How long does this test take to run? This seems larger than necessary to prove the point

5 seconds on my laptop. Indeed, I can decrease this to a few 100s and this would take ~1 sec.

jnothman · 2018-06-04T08:31:25Z

sklearn/neighbors/tests/test_kde.py

+        X = rng.rand(n_samples, d)
+        weights = 1 + (10 * X.sum(axis=1)).astype(np.int8)
+        repetitions = []
+        for x, w in zip(X, weights):


np.repeat should work here

jnothman · 2018-06-04T08:34:23Z

sklearn/neighbors/tests/test_kde.py

+        n_samples_test = size_test // d
+        test_points = rng.rand(n_samples_test, d)
+        for algorithm in ['auto', 'ball_tree', 'kd_tree']:
+            for metric in ['euclidean', 'minkowski', 'manhattan',


Any reason to believe minkowski without parameter would work differently?

jnothman · 2018-06-04T08:35:59Z

sklearn/neighbors/kde.py

        X = check_array(X, order='C', dtype=DTYPE)
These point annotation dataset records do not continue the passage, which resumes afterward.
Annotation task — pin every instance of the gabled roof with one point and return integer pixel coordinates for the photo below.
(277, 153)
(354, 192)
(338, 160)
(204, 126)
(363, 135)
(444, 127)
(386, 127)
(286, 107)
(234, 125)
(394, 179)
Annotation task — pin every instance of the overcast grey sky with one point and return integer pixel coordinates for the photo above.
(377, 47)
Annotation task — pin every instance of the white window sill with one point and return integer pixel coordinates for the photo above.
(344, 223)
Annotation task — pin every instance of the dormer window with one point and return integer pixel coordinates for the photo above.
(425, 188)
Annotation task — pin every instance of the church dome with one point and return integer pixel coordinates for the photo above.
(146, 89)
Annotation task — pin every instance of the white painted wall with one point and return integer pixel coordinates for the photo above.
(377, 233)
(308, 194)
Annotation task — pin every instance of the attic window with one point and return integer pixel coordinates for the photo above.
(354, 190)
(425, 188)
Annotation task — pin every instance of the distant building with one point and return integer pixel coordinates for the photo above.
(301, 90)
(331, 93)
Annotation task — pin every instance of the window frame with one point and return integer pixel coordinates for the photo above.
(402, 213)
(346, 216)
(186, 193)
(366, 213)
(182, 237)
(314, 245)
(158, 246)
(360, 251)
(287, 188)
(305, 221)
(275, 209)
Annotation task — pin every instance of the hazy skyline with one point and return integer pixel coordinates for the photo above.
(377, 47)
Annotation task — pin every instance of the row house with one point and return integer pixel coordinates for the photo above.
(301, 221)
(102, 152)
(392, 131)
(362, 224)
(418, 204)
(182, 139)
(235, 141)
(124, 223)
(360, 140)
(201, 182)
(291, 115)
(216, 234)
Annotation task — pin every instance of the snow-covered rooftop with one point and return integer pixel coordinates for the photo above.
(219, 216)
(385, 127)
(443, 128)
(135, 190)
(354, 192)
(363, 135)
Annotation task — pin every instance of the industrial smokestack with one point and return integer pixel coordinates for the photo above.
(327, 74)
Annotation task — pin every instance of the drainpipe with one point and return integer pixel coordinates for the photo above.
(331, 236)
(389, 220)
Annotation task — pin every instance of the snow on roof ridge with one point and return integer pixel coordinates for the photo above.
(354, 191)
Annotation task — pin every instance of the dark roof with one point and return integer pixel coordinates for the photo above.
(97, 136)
+        if sample_weight is not None:
+            if not hasattr(sample_weight, 'shape'):


Why not use check_array?

jnothman · 2018-06-04T08:45:45Z

sklearn/neighbors/kde.py

+            if not hasattr(sample_weight, 'shape'):
+                sample_weight = np.array(sample_weight)
+            if sample_weight.ndim != 1:
+                raise ValueError("the shape of sample_weight must be ({0},),"


Are these covered by tests?

jnothman · 2018-06-04T08:46:39Z

sklearn/neighbors/binary_tree.pxi

                global_log_min_bound[0] = logaddexp(global_log_min_bound[0],
-                                                    log_dens_contribution)
+                                                    log_dens_contribution +
+                                                        log_weight)


I think we'd usually not want this extra indentation. You could do:

(log_dens_contribution + log_weight)

jnothman · 2018-06-04T08:49:54Z

sklearn/neighbors/binary_tree.pxi

-                N2 = node_data[i2].idx_end - node_data[i2].idx_start
+                if with_sample_weight:
+                    N1 = 0.0
+                    for i in range(node_data[i1].idx_start, node_data[i1].idx_end):


Please create a cdef inline to avoid repetition of this idiom.

samronsin · 2018-06-04T09:16:32Z

I suppose 15% is quite substantial...

So would it be better to revert commit 8ff81e5 ?

jnothman · 2018-06-04T09:24:43Z

If the 15% was also more than a few seconds, then yes, I think so.

…

On 4 June 2018 at 19:16, Samuel O. Ronsin ***@***.***> wrote: I suppose 15% is quite substantial... So would it be better to revert commit 8ff81e5 <8ff81e5> ? — You are receiving this because you were mentioned. Reply to this email directly, view it on GitHub <#10803 (comment)>, or mute the thread <https://github.com/notifications/unsubscribe-auth/AAEz6wlqzfehX7FOcEdpX48E5uAnWb7Xks5t5PrzgaJpZM4SoOrd> .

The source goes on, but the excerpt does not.